Wall Street Watchdogs Want More Power to Police Bitcoin

Wall Street Watchdogs Want More Power to Police Bitcoin

The top US financial regulators want Congress to give them new powers to directly monitor trading in Bitcoin, the world’s largest cryptocurrency.

In a Monday report, the heads of the Federal Reserve, the Treasury Department and other leading financial watchdogs said the government has limited ability to regulate crypto assets not covered by securities laws. Although many tokens fall under the US Securities and Exchange Commission’s rules, some, like Bitcoin, are not directly under the jurisdiction of any federal agency.

“As a result, these markets may not have robust rules and regulations designed to ensure orderly and transparent trading, to prevent conflicts of interest and market manipulation, and to protect investors and the economy more broadly,” the Financial Stability Oversight Council said. The FSOC also includes the SEC chair and the chair of the Commodity Futures Trading Commission, which are fighting for a bigger part of crypto regulation.

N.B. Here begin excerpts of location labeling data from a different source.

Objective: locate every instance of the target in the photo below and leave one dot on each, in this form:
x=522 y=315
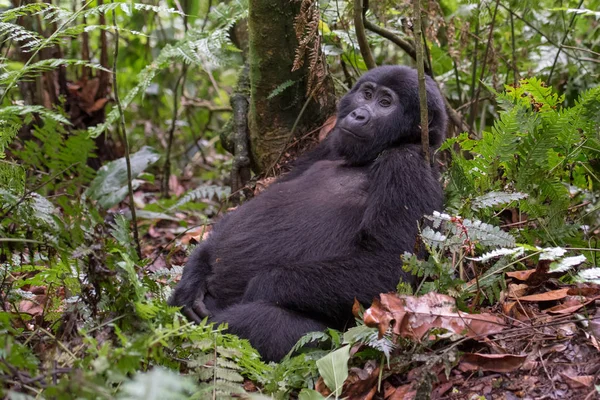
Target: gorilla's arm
x=402 y=189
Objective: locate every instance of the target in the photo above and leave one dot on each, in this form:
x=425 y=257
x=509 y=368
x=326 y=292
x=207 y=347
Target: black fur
x=293 y=259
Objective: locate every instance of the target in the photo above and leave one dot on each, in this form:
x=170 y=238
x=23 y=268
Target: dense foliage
x=109 y=108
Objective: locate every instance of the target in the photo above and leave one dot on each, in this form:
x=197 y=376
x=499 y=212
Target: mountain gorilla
x=293 y=259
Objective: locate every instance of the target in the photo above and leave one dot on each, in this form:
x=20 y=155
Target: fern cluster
x=540 y=155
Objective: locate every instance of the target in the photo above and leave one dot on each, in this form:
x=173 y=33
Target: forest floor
x=548 y=347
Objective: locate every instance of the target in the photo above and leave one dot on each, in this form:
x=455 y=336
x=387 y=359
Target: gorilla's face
x=370 y=104
x=382 y=111
x=366 y=120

The report is the latest from the Biden administration to call for a more coordinated approach to regulating digital assets after years of patchwork oversight. The SEC claims turf over assets considered securities, the CFTC oversees crypto derivatives and banking regulators also claim some powers.

Congress should also give regulators new powers to weigh in on a range of topics, including conflicts of interest, abusive trade practices, recordkeeping requirements, customer asset segregation and cyber security, the FSOC said in a 100-plus-page report released Monday. Legislation should also give agencies more enforcement and investigative powers, the regulators said.

“Innovation without adequate regulation can result in significant disruption and damage to the financial system,” Treasury Secretary Janet Yellen said during the virtual meeting.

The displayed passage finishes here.